Secretary of State's entry books of royal warrants, docquets and occasionally of royal letters relating to Scotland, and some orders in Council and commissions to inquire into such problems as the disorders in the university of Glasgow in 1718, and the regulation of legal fees. There is a chronological gap from February 1709 to 1711, and again from 1711 to 1713.

Every kind of royal appointment is catered for: legal officers from Lord President of the Court of Session to writers to the signet and clerks to the justices; local ones, such as sheriffs depute, registrars of sasines and commissary clerks; and places in the royal service in Scotland such as almoner, apothecary, armourer, falconer, printer, tailor, master of the works, master mason, wright and 'plaisterer', glazier, master of the wardrobe and so on.

There are also military commissions and appointments of governors of forts and conservators of the Scots privileges in Holland; presentations to kirks, chaplaincies and keeperships of holy places and professorships at Scots universities; and charters granting lands and rents and gifts of escheat bestowing forfeited Jacobite estates on deserving loyalists, with a few gifts of bastardy.

Warrants for payment and reward, for the arrest of suspects (for treason in the case of Jacobites) and for the reprieve and pardon of others, including remissions of capital punishment of common criminals upon condition of transportation, if civilian, or enlistment, if military, are present. There are also licences to apply inventions patented, especially after 1750, whether they were first contrived in Scotland or were to be marketed in Scotland as well as England (as in the case of Richard Arkwright's textile machinery). The inventions are mainly agricultural and industrial.

Many of the warrants appear in full in these entry books: others take the curtailed form of docquets. The longest documents are charters of incorporation. In several cases it is noted, marginally, that warrants were 'not used' or 'cancelled' - some are crossed out or are incomplete.

The royal letters diminish in number chronologically after the Union, though there was a flurry of them then and during the rebellions of 1715 and 1745. There are letters to the General Assembly of the Kirk, together with instructions to the High Commissioners appointed annually to represent the crown at its meetings.

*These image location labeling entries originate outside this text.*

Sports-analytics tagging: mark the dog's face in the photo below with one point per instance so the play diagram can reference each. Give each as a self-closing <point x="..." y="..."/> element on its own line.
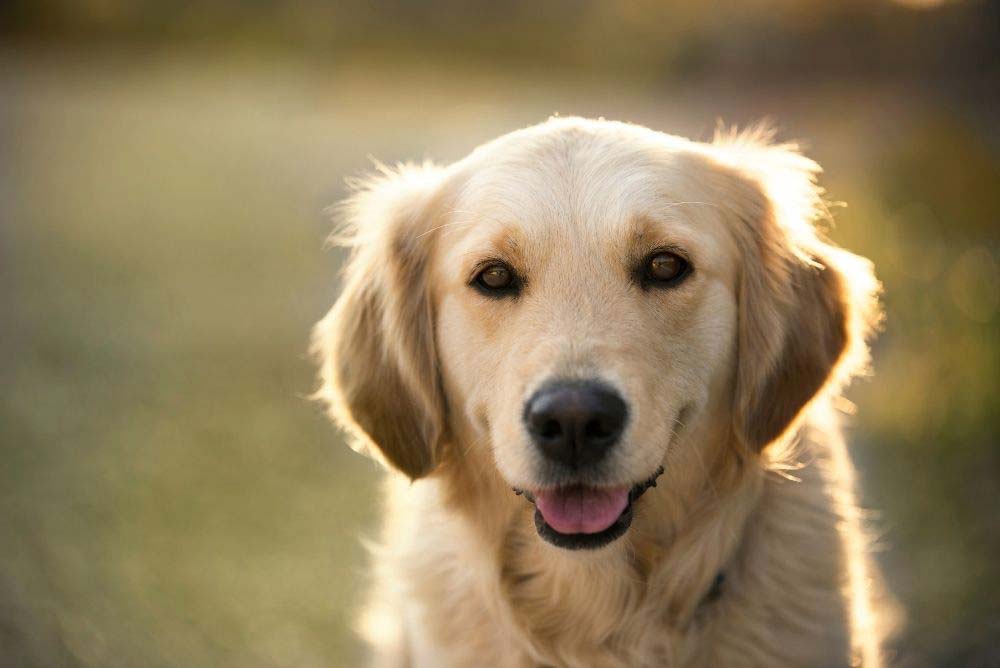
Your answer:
<point x="575" y="298"/>
<point x="586" y="311"/>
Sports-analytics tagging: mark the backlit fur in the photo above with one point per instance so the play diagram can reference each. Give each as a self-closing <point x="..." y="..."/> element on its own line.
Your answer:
<point x="731" y="379"/>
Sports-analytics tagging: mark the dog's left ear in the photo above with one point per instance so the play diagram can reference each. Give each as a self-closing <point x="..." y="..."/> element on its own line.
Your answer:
<point x="806" y="307"/>
<point x="376" y="347"/>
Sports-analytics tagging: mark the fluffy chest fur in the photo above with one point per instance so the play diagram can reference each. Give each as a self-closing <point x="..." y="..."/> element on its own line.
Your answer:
<point x="477" y="588"/>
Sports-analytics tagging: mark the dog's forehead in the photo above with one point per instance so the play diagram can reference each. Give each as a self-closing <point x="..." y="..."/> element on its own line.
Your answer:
<point x="597" y="190"/>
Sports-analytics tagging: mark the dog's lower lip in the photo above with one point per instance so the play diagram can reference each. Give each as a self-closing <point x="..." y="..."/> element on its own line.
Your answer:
<point x="577" y="541"/>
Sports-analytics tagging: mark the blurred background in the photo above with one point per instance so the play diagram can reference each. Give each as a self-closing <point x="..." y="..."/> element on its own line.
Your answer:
<point x="169" y="497"/>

There are letters to the Scottish burghs; defence precautions and instructions to military commanders, especially in 1715.

Date: 1707-1774
Arrangement:

The arrangement is purely chronological.

Related material:

Post-1774 warrants (to 1847) are in HO 106

Separated material:

In 1950 the first 26 volumes, for the period 1670-1709, were transferred to General Register House, Edinburgh. Most of the pre-Union material transferred to Edinburgh is in print in the Domestic Series calendars for the reigns of Charles II, William and Mary, and Anne, though the last stops in 1704. James II's reign is not covered.

Some warrants for the years 1709 to 1713 have remained in SP 44

Held by: The National Archives, Kew
Legal status: Public Record(s)
Language: English
Physical description: 10 volume(s)
Publication note:

Partly calendared in the following Domestic Series publications: Calendar of State Papers of the reign of Charles II eds M A E Green F H B Daniell and F Bickley 28 vols (London 1860-1947) Calendar of State Papers of the reign of William and Mary eds W J Hardy and E Bateson 11 vols (London 1895-1937) to 1704 only in Calendar of State Papers of the reign of Anne ed R P Mahaffy 2 vols (London 1916-1924) Calendar of Home Office Papers of the reign of George III eds J Redington and R A Roberts 4 vols (London 1878-1899). Please speak to staff at the Map and Large Document Room enquiry desk for the precise location.

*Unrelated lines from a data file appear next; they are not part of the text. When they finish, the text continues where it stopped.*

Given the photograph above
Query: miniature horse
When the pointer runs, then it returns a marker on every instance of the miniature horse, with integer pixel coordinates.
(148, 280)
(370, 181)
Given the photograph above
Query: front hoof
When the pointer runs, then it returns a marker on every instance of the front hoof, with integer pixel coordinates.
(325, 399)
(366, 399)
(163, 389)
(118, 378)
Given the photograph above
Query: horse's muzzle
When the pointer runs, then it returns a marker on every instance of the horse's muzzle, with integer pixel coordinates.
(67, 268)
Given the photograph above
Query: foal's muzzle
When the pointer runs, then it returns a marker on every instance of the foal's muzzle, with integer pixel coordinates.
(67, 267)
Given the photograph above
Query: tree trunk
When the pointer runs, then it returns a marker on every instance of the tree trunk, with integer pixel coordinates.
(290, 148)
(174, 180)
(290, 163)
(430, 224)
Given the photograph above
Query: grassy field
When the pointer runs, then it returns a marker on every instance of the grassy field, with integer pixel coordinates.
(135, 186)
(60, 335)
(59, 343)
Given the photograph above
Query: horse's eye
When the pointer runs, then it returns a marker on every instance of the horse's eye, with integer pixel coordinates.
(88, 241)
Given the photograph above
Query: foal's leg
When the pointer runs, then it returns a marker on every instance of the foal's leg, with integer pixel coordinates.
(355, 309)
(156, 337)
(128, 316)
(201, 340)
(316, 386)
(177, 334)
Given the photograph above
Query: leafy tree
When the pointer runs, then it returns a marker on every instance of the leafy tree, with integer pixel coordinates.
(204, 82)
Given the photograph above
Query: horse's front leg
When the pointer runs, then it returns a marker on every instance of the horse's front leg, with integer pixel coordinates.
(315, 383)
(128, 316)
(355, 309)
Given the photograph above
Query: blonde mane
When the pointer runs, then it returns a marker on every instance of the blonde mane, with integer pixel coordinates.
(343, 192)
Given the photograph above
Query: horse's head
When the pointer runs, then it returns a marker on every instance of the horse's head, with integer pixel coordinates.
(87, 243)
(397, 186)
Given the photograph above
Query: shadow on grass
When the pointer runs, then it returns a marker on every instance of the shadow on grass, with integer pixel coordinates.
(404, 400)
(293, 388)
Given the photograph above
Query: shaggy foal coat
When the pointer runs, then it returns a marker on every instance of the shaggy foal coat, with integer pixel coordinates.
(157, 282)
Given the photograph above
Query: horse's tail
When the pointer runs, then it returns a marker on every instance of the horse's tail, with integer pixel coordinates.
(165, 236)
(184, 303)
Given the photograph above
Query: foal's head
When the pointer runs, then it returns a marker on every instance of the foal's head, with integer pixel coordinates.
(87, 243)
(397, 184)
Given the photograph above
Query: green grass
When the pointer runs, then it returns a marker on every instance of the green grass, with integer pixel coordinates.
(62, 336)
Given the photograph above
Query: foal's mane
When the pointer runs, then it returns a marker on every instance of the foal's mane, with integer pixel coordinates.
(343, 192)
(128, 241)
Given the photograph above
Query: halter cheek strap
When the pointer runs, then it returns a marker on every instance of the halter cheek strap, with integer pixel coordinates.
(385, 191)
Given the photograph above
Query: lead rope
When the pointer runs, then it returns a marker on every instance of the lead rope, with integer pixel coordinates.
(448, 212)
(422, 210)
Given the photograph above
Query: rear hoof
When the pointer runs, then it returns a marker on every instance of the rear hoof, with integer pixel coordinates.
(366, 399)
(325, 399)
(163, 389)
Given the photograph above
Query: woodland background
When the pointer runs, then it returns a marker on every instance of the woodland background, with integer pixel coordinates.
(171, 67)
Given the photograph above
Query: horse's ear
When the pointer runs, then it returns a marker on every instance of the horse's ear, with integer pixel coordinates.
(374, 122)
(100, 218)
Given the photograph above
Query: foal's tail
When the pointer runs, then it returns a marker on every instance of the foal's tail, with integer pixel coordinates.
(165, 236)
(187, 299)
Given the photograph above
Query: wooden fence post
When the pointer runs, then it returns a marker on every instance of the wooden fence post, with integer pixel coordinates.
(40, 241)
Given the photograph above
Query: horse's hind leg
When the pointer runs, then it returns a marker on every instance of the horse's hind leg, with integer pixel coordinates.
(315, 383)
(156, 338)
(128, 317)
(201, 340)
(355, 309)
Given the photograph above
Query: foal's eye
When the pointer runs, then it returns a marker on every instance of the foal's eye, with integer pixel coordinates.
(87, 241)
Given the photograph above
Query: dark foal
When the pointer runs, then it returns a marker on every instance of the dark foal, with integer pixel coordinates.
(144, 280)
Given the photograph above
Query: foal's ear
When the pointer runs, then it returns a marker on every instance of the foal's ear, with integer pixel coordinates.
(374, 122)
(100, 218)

Administrative / biographical background:

The various royal appointments and orders were countersigned before the Union by the two Scottish Secretaries of State, and soon after the Union either by the Secretaries of State for the Northern and Southern Departments or by the 'third' Secretary appointed at various times between 1709 and 1746 to deal specifically (from 1713 exclusively) with Scottish affairs. The warrants were patented to be passed under the Great Seal of Scotland (and its substitute after the Union) or the Privy Seal of Scotland.